All Transit
— 9 min read
Transit connects the densest cities but is also surprisingly prevalent in some remote Western states. I wanted to find and display all these routes. Once I'd done that for the U.S., why not the world? This project visualizes data from the Transitland project. The name alludes to All Streets.
The schedule animation is my favorite part of the project. If you zoom into a city (currently U.S. only) you can see streaks moving around that correspond to transit vehicles: trains, buses, ferries. This data takes actual schedule information from the Transitland API and matches it to route geometries.
This rest of this blog post gives an overview of how the map is made.
Transitland
I use the Transitland project as my data source, which compiles GTFS feeds from around the world, and harmonizes the data into a single dataset. You can read more about why that's important here.
Transitland serves static transit information; it does not currently support GTFS real time feeds (but could in the future). Their data model is split into five components: Operators, Routes, RouteStopPatterns, Stops, and ScheduleStopPatterns.
An operator is a transit agency that offers services to the general public along fixed routes. A route contains all information about a single transit service as defined by the transit agency. A route can be a bit of a nebulous topic, since often a single name has several branches. A RouteStopPattern decomposes each route into a single linear geometry. A route can be defined by one or many RouteStopPatterns. A stop is each point along a route or RouteStopPattern where passengers may get on or off. A ScheduleStopPattern contains schedule information for each individual edge of the route. So if a route has 10 stops in a line, there will be 9 ScheduleStopPattern data points for each transit service scheduled along that route.
Download
Currently, Transitland doesn't offer bulk downloads. In order to download all the data I had to find the best way to find and store all the data through their API endpoints, which they have for each of the five categories enumerated above.

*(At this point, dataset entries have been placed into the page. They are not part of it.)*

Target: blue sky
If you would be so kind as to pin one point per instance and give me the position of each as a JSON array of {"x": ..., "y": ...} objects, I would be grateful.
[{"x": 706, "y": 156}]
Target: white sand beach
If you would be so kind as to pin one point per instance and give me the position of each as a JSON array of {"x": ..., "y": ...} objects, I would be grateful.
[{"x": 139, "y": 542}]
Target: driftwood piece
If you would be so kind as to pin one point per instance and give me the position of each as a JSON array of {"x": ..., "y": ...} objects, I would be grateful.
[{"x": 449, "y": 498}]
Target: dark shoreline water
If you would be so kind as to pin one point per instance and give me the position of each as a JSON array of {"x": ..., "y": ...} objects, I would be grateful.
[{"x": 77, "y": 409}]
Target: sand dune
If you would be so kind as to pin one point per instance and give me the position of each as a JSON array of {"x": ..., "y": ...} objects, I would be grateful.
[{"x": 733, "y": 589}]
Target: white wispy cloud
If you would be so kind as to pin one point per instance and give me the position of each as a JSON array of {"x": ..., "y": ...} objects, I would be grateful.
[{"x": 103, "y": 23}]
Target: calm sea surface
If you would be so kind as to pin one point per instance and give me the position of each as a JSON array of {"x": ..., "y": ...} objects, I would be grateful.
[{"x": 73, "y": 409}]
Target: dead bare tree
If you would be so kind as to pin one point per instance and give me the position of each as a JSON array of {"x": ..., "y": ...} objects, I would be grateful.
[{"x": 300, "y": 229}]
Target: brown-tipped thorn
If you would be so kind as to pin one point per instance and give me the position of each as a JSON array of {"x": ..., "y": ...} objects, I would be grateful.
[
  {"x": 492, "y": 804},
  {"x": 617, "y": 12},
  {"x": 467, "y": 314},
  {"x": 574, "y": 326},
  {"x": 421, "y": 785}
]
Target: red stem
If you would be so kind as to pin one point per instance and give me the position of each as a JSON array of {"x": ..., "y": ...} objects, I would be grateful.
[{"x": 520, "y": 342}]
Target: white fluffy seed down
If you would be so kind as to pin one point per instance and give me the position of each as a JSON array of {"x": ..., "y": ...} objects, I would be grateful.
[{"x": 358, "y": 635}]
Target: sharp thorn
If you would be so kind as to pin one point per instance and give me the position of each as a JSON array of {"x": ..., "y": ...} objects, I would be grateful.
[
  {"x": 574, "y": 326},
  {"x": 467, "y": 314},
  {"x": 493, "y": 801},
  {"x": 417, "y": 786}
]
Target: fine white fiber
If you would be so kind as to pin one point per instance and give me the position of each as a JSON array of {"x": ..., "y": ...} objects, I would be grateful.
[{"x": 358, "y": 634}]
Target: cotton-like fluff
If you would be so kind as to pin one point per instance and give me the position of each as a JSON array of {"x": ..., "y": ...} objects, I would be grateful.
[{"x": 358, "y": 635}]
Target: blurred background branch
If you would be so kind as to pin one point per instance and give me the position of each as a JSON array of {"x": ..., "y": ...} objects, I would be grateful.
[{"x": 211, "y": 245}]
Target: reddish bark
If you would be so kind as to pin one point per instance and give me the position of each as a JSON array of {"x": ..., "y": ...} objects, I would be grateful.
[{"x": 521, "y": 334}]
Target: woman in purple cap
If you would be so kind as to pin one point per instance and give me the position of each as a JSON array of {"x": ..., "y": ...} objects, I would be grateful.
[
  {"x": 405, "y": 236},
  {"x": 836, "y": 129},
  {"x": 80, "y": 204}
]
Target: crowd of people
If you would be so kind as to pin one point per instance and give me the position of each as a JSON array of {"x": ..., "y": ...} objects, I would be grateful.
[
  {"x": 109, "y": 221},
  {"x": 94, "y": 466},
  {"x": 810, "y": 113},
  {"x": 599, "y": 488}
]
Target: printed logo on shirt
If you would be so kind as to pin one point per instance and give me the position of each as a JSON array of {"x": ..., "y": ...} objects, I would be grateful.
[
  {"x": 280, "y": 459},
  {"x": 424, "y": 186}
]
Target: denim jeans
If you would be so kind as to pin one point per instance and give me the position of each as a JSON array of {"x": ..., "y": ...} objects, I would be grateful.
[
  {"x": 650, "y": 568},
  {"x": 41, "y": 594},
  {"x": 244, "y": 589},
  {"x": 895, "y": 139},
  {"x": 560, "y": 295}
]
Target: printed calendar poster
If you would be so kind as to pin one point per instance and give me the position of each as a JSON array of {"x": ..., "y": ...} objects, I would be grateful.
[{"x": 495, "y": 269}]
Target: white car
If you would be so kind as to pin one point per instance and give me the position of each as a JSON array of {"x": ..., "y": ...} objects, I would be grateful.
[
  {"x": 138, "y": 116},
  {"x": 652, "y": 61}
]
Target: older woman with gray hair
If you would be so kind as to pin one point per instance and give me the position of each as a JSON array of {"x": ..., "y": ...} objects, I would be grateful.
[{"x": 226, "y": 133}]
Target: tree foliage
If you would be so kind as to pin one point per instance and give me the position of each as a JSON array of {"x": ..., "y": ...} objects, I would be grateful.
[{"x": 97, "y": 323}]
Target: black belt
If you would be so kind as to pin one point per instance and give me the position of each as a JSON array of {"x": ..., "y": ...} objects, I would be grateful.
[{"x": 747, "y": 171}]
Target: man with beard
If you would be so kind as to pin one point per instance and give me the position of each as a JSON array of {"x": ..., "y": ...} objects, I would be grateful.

Each of API endpoint allows for a geographic bounding box. At first, I tried to just pass a bounding box of the entire United States to each endpoint and download results a page at a time. Unsurprisingly, that method isn't successful for the endpoints that have more data to return, like stops and schedules, because each API request has a timeout of 120 seconds, and it takes a while to find and return the unindexed one-millionth row in a database. [^1]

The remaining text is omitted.